12 junho 2015
Sonda
À distância da Lua
lancilua nodosa
corpos sobre o nácar labiríntico
maciez das sombras
glacê em camadas noturnas
voz jazz rútilo zás
clamante dantes aurora
luz, clavicórdio na boca glosa
telúrica goma cambaleante onda
surfe magnético na galáxia Sonda
lancissonda na ludilua leitosa
pluma fronde clava gris glu-glu.
02 fevereiro 2015
Sem título
O céu da boca
engole o Sol da meia-noite
Sobrevêm as estrelas cadentes
prenunciando a aurora
O astro na ponta da estrada
sulca os pés nas sombras dos gramas da alma
cintila um rastro de poeira
cósmica e relativa
Os lábios ondeiam o horizonte
devoram luz
sorvem trevas
camadas de adjetivos fátuos
(A boca da Lua à meia-noite
no largo esquerdo do peito irisado)
O Sol candente sonha na neblina do corpo
aurora as mãos
candeia os movimentos
A pele orvalha
as gotas fremem
Sinto que vêm
o espanto da manhã
a sutura do vento
a dança das flores
Vem como como boca
e me anuncia.
02 janeiro 2015
Ano-Novo
Você insiste na praia. As solas de seus pés fazem um arco sobre a areia úmida. Seu rosto, guiado pelo horizonte, acompanha as ondas. Os cabelos esvoaçam, entregues à soberania convulsa do ar livre. O empuxo do vento sobre o seu pescoço faz dobrá-lo arcaicamente. Os olhos fechados, as sobrancelhas arqueadas e desaparecidas num voo de pássaro, a boca magra, com um leve sorriso enternecido, lembram uma cabeça de Modigliani.
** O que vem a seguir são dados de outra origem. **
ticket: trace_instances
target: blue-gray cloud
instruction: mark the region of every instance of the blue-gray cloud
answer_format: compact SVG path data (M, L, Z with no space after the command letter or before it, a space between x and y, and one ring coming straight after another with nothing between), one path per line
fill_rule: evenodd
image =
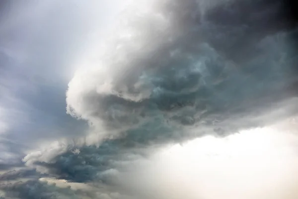
M270 1L227 0L207 7L195 0L165 0L124 15L100 63L77 73L70 82L66 104L66 85L61 86L63 81L53 77L61 75L55 71L61 66L71 64L66 57L80 55L73 49L76 40L83 43L86 32L74 25L87 17L76 13L88 5L78 3L80 8L63 3L60 7L49 3L44 18L34 19L33 14L6 27L4 42L0 42L4 49L0 59L5 64L0 72L18 80L7 86L9 78L0 74L4 80L0 89L13 89L13 97L26 105L22 112L32 113L26 115L28 123L17 121L18 128L12 129L23 135L11 133L7 138L68 138L56 148L25 156L26 165L34 169L8 171L0 175L0 181L43 175L71 182L100 182L129 195L117 184L119 174L160 146L207 134L226 136L296 114L297 29L288 22L284 5ZM64 12L68 5L74 12ZM55 11L61 14L54 14ZM9 30L27 21L40 27L16 33L15 37L25 33L20 40L8 37ZM46 39L49 36L57 39L55 42ZM26 50L11 53L15 49L7 46L10 40L23 43ZM24 52L31 56L24 58ZM20 60L26 68L17 74L14 70L19 68ZM42 64L44 68L39 67ZM25 90L22 82L27 83ZM0 105L13 106L9 99L3 98ZM74 122L61 112L66 105L68 113L94 128L90 134L79 128L82 121ZM277 110L280 108L282 111ZM32 120L37 122L28 125ZM101 139L92 140L98 134ZM91 141L85 140L88 136ZM15 149L19 161L25 154ZM17 162L2 167L24 166ZM0 189L5 197L21 199L80 198L75 195L82 194L35 180L3 184Z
Começa a chover, e uma gota espichará na areia como um cometa arrasando os seus pretextos de mulher abandonada e dramática. Não sei por que você chora, só olho de cima, e não vou me preocupar se uma beleza quase extinta se dissolver na espuma das ondas, enquanto sorvo daqui de cima esta chuva oblíqua, que risca meu rosto sem piedade, como faria o desgraçado de seu irmão gravurista tateando o indefinido.
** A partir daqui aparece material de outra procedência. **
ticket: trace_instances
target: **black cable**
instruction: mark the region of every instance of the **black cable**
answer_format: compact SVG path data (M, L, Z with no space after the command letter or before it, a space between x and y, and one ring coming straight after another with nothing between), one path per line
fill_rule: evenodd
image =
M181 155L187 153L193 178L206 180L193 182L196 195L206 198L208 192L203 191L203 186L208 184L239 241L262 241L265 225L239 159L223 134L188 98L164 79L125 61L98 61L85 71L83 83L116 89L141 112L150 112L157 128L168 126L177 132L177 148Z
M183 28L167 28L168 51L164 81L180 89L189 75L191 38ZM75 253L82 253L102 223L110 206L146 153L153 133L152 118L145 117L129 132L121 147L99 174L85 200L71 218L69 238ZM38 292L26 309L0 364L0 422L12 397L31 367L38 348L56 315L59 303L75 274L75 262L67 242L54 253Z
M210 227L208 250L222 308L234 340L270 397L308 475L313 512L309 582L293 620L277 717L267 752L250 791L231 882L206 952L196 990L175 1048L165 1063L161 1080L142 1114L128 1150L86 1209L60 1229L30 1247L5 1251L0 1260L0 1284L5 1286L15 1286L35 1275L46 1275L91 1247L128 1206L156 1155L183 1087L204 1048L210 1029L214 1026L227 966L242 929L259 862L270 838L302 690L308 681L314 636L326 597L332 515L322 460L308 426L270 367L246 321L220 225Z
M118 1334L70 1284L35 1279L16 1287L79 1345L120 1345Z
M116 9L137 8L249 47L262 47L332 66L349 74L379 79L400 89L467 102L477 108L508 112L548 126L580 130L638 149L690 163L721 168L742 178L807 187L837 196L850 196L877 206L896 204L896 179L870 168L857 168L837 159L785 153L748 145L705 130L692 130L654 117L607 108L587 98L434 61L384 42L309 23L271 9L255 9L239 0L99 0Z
Fique aí embaixo. Não lhe perdoo, embora pressinta que minha amargura não acabará com a sua beleza, nem me fará esquecer o gozo daquele jardim das delícias. Mas só sua beleza importa a si mesma, e eu não aguento mais sofrer sem uma dor que me comove, sem um belo que ao menos me assista.
Quer saber, só estes fogos de artifício me comovem, e, se eles explodem e silenciam, é porque tudo ainda pode acabar com um movimento ambíguo e indefinido. Pois eu não poderia dormir toda noite se ao menos uma memória comovente não me aguardasse para me prantear todas as manhãs.